I often think about my friends who lead lives of service -- cops, soldiers, teachers, public defenders, non-profit workers -- and feel guilty that I don't do enough to help others in need. This is my chance. This procedure is a last resort for the recipient. There's no guarantee that she will make it through the next few weeks to the procedure date, let alone that this will be enough to save her life. There's significant emotional weight for me in that. Which brings me to why I am writing this post and being public about something that I have some inclinations to be private about.

This woman is getting her chance at a new life somewhat because of me, but largely because my buddy inspired me to sign up for the registry in the first place. In turn, I'm trying to follow John's lead by sharing my experience in order to help others.

One of the things I love about basketball -- particularly the NBA - is that it brings together people who may not readily see how much common ground they share. When I attend Wizards games, I always notice a rainbow of skin tones and hear several languages spoken in the stands. That's why I'm sharing this here - BulletsForever's readership is more diverse than my Facebook feed.

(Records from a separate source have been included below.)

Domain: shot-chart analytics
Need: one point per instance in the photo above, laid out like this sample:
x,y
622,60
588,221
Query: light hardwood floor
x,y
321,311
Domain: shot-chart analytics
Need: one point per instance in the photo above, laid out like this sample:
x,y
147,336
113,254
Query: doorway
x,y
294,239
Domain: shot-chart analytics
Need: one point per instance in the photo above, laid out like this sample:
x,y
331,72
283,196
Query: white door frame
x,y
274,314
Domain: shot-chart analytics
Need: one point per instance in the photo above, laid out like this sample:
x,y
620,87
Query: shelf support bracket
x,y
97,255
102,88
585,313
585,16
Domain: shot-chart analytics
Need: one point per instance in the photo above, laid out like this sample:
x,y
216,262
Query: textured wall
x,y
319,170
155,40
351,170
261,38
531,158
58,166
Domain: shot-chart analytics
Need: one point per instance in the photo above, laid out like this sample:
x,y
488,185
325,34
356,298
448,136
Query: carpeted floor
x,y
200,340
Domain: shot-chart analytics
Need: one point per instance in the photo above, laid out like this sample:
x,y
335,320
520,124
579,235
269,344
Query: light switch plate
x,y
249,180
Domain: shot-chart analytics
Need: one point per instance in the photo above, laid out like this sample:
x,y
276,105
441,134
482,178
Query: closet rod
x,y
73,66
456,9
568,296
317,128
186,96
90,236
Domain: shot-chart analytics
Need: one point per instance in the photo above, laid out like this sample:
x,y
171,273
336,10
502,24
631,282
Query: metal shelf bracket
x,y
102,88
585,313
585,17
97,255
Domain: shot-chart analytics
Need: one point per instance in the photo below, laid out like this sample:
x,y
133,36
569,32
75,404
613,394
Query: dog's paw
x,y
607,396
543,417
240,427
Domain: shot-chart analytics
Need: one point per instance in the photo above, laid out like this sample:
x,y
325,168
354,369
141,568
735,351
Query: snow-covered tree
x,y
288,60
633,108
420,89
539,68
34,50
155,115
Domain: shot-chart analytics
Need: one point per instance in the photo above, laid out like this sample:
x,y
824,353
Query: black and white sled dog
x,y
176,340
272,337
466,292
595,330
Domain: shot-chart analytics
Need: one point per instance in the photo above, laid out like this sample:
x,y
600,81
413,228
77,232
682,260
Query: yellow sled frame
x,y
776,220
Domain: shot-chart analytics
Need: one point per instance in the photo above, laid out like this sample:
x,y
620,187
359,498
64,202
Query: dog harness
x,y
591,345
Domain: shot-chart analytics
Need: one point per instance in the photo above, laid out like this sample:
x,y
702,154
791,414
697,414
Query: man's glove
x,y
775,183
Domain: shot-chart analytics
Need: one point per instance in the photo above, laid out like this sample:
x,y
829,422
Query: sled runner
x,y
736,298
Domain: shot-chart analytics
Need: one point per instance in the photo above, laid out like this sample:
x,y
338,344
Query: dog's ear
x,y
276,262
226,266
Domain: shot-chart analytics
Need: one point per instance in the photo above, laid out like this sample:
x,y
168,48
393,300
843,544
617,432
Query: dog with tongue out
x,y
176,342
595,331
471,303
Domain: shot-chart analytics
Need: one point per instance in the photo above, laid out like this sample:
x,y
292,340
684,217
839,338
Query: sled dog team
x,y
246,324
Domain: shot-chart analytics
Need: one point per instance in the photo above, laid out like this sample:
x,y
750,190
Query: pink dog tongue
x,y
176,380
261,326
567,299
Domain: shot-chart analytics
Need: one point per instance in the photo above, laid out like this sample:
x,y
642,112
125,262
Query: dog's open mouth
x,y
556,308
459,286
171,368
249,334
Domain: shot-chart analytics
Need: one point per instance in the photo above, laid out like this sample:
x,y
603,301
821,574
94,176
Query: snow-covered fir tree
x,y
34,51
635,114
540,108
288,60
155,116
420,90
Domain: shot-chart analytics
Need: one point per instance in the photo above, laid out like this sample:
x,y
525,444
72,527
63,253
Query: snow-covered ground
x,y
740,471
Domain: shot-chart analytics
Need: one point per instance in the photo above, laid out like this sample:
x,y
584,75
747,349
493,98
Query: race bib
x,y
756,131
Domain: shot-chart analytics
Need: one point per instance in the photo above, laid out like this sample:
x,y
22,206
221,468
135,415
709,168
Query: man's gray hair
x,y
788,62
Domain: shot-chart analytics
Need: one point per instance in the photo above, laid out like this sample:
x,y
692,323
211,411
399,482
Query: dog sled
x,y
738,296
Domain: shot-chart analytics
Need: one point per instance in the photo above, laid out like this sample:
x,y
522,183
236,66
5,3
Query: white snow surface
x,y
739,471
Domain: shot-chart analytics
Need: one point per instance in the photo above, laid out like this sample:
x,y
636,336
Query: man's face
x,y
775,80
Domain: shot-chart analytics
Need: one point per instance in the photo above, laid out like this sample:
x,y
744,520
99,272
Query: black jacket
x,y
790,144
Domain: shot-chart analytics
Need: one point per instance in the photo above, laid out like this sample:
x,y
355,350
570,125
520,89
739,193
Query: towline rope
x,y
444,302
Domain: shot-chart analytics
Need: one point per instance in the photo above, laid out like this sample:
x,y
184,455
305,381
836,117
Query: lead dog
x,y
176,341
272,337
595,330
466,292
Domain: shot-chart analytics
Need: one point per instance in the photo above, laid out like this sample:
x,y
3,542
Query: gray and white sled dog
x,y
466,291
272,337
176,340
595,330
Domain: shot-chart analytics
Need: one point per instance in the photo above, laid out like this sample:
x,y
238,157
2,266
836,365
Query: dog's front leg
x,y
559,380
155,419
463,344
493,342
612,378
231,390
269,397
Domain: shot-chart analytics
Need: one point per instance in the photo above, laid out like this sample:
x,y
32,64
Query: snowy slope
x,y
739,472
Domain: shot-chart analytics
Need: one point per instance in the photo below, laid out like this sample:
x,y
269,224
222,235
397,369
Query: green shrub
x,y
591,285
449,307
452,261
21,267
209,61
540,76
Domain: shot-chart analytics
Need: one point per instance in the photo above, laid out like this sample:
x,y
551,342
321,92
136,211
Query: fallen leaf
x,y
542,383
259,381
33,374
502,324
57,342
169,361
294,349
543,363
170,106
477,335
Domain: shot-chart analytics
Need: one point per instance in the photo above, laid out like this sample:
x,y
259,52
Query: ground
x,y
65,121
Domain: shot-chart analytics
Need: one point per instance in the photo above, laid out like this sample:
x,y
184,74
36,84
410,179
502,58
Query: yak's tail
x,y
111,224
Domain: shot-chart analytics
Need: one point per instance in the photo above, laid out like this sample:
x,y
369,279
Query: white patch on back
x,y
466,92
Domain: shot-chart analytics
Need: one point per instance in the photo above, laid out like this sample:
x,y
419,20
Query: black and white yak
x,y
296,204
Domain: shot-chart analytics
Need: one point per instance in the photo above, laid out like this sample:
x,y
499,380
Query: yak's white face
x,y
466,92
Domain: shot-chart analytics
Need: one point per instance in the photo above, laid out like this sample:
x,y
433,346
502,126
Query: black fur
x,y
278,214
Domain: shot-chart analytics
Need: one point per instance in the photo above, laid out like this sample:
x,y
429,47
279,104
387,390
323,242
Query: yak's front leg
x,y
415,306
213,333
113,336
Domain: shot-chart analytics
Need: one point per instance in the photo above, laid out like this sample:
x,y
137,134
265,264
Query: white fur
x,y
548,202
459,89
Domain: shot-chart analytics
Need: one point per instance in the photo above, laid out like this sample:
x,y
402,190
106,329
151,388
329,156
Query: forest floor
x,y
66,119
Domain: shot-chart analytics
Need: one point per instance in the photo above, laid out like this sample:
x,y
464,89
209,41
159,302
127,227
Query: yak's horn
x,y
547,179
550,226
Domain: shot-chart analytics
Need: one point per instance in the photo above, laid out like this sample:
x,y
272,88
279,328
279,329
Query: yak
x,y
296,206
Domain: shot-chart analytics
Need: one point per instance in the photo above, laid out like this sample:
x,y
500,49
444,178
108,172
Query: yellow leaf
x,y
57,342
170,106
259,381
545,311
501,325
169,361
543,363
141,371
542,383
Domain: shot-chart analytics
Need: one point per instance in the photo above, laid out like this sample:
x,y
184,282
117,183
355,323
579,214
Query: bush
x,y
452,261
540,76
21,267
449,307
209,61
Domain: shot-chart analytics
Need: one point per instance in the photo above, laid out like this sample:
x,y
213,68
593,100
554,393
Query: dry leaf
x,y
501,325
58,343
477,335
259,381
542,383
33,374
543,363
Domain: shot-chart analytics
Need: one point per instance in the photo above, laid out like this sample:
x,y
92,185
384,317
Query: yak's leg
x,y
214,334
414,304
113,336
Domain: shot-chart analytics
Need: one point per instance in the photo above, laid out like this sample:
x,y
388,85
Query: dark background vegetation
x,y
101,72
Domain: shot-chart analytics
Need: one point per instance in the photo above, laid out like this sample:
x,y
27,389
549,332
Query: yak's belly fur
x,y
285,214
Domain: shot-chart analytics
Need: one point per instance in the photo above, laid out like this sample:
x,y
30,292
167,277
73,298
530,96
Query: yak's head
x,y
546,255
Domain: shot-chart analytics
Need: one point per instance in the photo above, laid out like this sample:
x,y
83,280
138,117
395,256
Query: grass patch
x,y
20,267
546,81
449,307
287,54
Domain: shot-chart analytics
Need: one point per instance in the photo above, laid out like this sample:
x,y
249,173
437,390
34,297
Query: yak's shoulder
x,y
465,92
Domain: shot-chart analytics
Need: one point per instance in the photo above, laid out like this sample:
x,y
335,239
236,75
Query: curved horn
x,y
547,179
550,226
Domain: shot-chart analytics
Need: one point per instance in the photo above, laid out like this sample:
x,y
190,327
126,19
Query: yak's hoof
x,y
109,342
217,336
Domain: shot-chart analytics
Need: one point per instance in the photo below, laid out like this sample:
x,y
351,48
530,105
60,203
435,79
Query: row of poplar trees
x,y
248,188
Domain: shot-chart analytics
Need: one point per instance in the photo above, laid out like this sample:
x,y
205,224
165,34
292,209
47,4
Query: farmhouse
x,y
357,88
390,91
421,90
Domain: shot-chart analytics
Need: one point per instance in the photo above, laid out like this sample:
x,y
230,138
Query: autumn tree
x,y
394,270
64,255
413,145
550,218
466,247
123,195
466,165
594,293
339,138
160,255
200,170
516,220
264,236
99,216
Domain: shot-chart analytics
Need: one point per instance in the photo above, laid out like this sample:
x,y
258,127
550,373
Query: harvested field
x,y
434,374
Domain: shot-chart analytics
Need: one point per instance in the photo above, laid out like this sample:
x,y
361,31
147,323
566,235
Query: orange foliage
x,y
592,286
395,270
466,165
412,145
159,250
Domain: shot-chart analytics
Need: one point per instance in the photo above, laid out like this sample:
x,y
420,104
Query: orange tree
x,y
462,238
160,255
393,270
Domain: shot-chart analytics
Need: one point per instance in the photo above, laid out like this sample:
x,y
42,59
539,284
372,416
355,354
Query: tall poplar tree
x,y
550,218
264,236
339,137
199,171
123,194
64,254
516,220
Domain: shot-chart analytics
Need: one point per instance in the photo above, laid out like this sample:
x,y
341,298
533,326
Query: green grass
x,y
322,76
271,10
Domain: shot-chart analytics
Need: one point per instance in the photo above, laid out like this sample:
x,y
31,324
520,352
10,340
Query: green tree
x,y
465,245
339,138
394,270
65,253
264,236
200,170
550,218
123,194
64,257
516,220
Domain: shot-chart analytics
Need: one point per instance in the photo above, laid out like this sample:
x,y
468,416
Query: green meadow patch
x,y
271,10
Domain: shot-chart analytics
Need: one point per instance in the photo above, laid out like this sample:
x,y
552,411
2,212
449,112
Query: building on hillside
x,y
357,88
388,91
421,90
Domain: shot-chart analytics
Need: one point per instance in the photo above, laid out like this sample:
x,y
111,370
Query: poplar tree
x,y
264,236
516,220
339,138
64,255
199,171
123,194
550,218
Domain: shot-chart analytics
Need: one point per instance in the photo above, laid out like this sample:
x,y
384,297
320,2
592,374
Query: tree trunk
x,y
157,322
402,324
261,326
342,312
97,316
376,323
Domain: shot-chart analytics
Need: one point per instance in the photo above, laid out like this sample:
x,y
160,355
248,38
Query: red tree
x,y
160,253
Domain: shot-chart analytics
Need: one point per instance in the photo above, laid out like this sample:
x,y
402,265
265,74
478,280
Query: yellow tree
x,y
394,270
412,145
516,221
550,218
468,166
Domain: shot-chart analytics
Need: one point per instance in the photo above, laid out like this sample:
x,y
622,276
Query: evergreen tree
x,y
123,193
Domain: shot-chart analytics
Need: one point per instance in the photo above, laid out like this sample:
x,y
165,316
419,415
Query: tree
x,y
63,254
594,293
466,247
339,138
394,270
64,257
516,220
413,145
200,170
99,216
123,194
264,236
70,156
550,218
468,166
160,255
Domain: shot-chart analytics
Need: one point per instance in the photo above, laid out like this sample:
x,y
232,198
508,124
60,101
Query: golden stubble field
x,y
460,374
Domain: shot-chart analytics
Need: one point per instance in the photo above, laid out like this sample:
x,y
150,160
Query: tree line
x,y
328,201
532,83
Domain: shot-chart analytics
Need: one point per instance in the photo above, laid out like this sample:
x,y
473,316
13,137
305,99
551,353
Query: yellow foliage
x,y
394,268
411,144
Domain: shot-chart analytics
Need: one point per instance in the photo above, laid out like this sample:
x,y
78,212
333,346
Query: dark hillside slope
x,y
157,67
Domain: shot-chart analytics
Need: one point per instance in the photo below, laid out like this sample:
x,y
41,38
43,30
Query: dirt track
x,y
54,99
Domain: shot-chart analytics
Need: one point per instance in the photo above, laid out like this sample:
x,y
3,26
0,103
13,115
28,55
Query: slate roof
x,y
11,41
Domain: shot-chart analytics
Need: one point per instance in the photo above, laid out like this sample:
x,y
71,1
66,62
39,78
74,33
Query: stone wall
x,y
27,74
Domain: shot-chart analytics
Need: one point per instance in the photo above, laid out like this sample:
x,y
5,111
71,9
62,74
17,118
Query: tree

If we use the power of our networks to build up this registry, we can stop losing lives to blood cancers. So please register, and please share this message with others in your network. And spread the word that the registry desperately needs donors from diverse racial backgrounds (the medical reason for this is explained better here than I could ever explain it), particularly donors who are African-American, Asian, and Latino.

John Wall helped give a face to blood cancer - Miyah's sweet, beautiful face. Help me honor her memory. Join the registry. One day it may end up saving the life of someone you hold dear.